Allen and Doris Conner wanted to start their own business and they say the USDA-Natural Resources Conservation Service (NRCS) played a big role in making their plan a success.
The Conners take pride in their Gainesville Farm that they officially started operating in 2004. The Conners have three chicken houses on their property that is home to a pullet breeding operation. The couple also has a cattle and a custom hay operation. The Conners also operated Conner’s Lime and Litter; a custom poultry house cleanout service for many years.
As the Conners expanded and added more to their operation, they faced conservation concerns that they needed to address. They contacted the area’s NRCS District Conservationist, Buddy Belflower, for technical assistance.
With the technical assistance provided by Belflower and an Environmental Quality Incentives Program (EQIP) contract to assist with the cost to conserve, the Conners set out to make their conservation plans a reality.
First, the Conners needed an incinerator to dispose of dead birds in an environmentally friendly manner. To address water quality and erosion control, fencing was installed to keep the cattle out of the creeks and streams located around the property. They also installed a stream crossing to provide access for cattle to pastures across the creek.
The Conners were also part of an innovative stream restoration project that used natural channel design principles to restore the eroding areas on the stream that the Conners excluded their cattle from.
Because those water sources were excluded, an alternative water source was necessary for the cattle. Four heavy-use areas were built in different pastures that include watering troughs. The heavy use area surface of concrete or gravel prevents erosion and protects water quality.
A well and pipelines were also installed so that water could be transferred to the different pastures on the Conner farm.
“I couldn’t have done a lot of these projects without the cost-sharing - like the fencing around the creeks wouldn’t have gotten done. A lot of the plans are great ideas but if it’s all coming out of your pocket, it won’t happen”, said Conner.
A rotational grazing method has also been implemented on the farm. EQIP funds helped offset the cost of installing cross-fencing to separate the various pastures.
Nutrient management has been a concern of the Conners long before they built their own poultry houses.
Working with NRCS and the UGA Extension Office, Allen has taken soil samples and litter samples and developed Nutrient Management Plans for the farmers he works for as well as on his home farm and the land he rents for pasture and hay production. His well maintained spreader trucks are calibrated to put out the right amount of poultry litter on his customers’ fields.

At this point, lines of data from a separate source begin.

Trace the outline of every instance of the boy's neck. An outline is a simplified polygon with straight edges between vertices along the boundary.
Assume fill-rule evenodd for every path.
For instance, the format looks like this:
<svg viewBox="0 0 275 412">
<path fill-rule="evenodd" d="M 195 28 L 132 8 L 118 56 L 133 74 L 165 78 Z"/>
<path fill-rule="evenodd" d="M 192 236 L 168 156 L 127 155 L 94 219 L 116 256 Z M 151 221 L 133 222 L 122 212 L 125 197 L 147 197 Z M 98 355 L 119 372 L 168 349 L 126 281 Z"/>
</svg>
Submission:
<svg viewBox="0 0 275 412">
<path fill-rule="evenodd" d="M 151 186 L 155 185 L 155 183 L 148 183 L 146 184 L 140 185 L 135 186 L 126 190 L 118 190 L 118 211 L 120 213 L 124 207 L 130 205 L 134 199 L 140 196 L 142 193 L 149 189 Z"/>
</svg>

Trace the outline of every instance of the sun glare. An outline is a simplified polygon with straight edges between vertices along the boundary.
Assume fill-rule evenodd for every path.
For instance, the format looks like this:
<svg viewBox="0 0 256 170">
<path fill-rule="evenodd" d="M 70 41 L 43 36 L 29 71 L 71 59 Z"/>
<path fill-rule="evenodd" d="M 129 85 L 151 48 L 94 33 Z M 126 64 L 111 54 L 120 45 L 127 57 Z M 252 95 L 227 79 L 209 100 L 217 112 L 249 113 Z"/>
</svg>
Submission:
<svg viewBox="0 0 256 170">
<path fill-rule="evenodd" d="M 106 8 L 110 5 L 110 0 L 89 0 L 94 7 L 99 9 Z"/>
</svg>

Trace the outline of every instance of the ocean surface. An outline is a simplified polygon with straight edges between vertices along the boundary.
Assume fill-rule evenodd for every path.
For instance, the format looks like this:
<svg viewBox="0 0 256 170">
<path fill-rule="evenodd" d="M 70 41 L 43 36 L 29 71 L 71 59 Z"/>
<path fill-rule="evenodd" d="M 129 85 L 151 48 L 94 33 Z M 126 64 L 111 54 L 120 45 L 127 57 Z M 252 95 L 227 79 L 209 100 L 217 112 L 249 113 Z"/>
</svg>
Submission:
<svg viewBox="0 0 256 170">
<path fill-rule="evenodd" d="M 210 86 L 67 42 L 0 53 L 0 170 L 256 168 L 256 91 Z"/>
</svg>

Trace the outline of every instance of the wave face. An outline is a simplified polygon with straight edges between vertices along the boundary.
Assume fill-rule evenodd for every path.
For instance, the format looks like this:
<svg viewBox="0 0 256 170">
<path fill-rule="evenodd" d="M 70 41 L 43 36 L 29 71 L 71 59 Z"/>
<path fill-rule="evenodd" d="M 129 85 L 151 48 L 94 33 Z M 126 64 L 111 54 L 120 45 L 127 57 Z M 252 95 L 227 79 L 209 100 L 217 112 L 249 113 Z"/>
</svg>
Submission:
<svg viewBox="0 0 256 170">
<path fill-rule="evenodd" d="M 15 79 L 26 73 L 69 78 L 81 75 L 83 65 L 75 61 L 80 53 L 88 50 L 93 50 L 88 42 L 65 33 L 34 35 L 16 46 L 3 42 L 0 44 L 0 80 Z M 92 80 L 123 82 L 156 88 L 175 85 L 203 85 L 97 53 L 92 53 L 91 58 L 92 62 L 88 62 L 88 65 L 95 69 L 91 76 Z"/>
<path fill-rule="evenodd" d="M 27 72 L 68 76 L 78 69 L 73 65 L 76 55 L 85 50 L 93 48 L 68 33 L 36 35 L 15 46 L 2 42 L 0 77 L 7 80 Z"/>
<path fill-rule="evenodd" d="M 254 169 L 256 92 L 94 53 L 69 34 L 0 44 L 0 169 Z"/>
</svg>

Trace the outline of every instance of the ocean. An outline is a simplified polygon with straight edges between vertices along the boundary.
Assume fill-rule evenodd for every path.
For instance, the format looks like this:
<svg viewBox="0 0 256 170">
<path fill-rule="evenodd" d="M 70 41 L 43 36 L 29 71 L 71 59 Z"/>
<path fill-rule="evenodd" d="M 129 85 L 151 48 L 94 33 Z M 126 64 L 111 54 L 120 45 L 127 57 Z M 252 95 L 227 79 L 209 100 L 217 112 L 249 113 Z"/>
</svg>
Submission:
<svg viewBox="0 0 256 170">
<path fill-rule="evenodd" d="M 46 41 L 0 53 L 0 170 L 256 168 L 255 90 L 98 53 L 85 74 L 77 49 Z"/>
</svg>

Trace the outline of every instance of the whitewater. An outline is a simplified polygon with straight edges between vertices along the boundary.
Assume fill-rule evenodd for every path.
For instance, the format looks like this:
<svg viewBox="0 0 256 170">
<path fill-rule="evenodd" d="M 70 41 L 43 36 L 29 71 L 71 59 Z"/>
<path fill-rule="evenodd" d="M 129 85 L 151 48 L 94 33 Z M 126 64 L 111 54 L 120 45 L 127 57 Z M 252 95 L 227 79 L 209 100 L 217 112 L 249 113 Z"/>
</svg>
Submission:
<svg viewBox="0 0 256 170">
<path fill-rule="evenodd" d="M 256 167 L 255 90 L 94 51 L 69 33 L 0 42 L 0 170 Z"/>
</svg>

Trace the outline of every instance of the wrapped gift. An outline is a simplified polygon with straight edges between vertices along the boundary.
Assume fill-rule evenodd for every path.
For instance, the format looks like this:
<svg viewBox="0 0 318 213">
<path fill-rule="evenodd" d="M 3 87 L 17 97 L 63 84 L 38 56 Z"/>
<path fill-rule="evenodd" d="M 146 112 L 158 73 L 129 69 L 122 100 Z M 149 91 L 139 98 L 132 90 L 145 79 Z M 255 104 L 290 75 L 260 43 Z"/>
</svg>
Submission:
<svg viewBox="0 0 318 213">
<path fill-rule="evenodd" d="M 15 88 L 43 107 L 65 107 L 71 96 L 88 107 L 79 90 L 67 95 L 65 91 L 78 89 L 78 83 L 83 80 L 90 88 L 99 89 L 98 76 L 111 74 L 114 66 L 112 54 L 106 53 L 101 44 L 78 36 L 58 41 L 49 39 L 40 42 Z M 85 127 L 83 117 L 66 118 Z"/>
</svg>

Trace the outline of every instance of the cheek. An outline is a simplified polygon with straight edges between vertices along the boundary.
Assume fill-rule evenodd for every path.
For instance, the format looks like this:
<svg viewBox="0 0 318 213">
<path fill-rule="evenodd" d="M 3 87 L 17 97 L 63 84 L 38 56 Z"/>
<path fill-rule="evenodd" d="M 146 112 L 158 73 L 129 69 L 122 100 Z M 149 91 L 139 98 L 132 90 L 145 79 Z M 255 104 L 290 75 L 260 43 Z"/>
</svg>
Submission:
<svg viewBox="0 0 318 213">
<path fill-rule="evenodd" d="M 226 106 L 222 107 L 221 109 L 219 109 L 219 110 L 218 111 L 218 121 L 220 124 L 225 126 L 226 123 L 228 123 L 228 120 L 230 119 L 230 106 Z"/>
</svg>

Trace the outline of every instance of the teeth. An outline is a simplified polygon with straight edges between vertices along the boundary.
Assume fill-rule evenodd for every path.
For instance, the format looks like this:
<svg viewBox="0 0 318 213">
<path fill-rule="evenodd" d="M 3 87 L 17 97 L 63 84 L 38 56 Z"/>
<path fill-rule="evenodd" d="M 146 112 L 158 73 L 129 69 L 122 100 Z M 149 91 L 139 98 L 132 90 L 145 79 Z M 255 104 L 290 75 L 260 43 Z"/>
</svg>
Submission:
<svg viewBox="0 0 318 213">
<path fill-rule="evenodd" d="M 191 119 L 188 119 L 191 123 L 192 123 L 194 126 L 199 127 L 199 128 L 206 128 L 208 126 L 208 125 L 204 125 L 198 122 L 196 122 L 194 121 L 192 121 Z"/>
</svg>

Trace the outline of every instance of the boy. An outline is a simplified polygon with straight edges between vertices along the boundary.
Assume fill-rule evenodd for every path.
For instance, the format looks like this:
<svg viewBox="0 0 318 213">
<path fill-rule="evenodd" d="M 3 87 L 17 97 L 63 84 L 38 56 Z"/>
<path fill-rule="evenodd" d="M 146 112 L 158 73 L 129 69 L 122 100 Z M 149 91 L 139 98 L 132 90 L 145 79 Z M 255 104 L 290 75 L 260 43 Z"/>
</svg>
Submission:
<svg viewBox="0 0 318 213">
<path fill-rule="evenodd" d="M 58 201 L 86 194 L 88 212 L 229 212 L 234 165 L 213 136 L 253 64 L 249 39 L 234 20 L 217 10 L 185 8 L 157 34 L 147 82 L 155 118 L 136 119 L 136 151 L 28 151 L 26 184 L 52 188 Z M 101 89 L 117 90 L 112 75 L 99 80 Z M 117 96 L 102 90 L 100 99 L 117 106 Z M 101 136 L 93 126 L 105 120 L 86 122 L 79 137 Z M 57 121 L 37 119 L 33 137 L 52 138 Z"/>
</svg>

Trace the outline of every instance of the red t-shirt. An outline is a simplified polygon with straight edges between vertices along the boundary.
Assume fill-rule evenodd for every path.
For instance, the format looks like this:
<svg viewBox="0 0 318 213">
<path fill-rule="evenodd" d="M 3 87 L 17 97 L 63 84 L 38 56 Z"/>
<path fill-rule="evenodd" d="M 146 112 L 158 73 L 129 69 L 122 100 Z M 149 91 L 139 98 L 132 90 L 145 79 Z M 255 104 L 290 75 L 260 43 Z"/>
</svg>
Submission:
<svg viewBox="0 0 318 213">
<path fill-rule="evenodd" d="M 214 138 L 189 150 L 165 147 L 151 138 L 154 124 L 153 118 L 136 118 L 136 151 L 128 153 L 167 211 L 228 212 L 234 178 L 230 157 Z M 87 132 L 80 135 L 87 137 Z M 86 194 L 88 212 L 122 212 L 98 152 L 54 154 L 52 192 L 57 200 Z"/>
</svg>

The Conners have done such a great job of maintaining their property that they were awarded the honor of being named “Farm Family of the Year” in 2010 for the Hall County Soil and Water Conservation District. “We try to recognize the people who have done the most conservation work,” said Belflower.
But becoming “Farm Family of the Year” was not an overnight success for the Conners. Years before they were nominated for the title, the Conners took steps to ensure that their farming operation in Hall County measured up to their very high expectations, “They planted trees, flowers and all the equipment is clean and well maintained. It’s very apparent that they take pride in caring for their land and they take conservation of all their resources seriously.”
Conner said that they take conservation seriously because agriculture’s sustainability depends on it. “What you get passed to you, improve it and pass it on so the next generation will have it.”